A declaração mostra também que o novo populismo europeu nada deve ao realismo. Onde está o tal excesso de concorrência na Europa? Há muito que a Comissão prende as empresas europeias em miríades de regulamentos tontos e paralisantes e favorece os supostos "campeões nacionais". Campeões que, é preciso dizer, não são assim tão fortes se precisam do tal apoio. Imagine-se essa lógica aplicada ao desporto onde, em nome da humanidade, cada país financiasse o doping de alguns dos atletas. O desporto europeu só é bom porque lá ainda vigora a concorrência livre e não distorcida, para bem do espectáculo e da verdade.

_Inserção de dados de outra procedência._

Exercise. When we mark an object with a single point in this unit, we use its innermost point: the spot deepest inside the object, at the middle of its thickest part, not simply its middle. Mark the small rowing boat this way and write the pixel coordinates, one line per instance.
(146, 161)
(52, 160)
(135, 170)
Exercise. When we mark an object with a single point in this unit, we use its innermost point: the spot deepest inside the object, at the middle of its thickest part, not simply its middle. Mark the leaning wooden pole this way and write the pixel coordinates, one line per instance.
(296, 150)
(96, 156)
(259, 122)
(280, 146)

A concorrência é sem dúvida a razão dos problemas da UE no mercado global. Mas por falta, não excesso. A economia mundial mostra hoje bem o valor da abertura de mercados, sem batotas nem distorções. Índia, África, China, EUA concorrem, enquanto a tímida Europa insiste que os políticos escolham os campeões. Assim não tem hipóteses. O sucesso na globalização vem não da fraude da "verdadeira política industrial" mas da competição livre e não distorcida que a Europa professa há décadas, mas não pratica.

Enquanto ideologia, enquanto dogma, que deu a concorrência à Europa? Deu, por exemplo, Nicolas Sarkozy como Presidente. Na política o dogma da concorrência livre e não distorcida chama-se "democracia" e por ela Sarkozy foi eleito. Num processo "protegido" ele teria sido derrotado, pois nenhum líder francês o considera "campeão".

Na ambiguidade habitual das declarações comunitárias, os funcionários fizeram o possível por minimizar o significado da referida correcção ao Tratado. Disseram que a expressão eliminada é referida outras 13 vezes nos textos legais da UE.

De facto o problema da Europa nunca foi a falta de promessas de concorrência livre e não distorcida. O que falta é mesmo essa concorrência. Por isso "temos tantos problemas".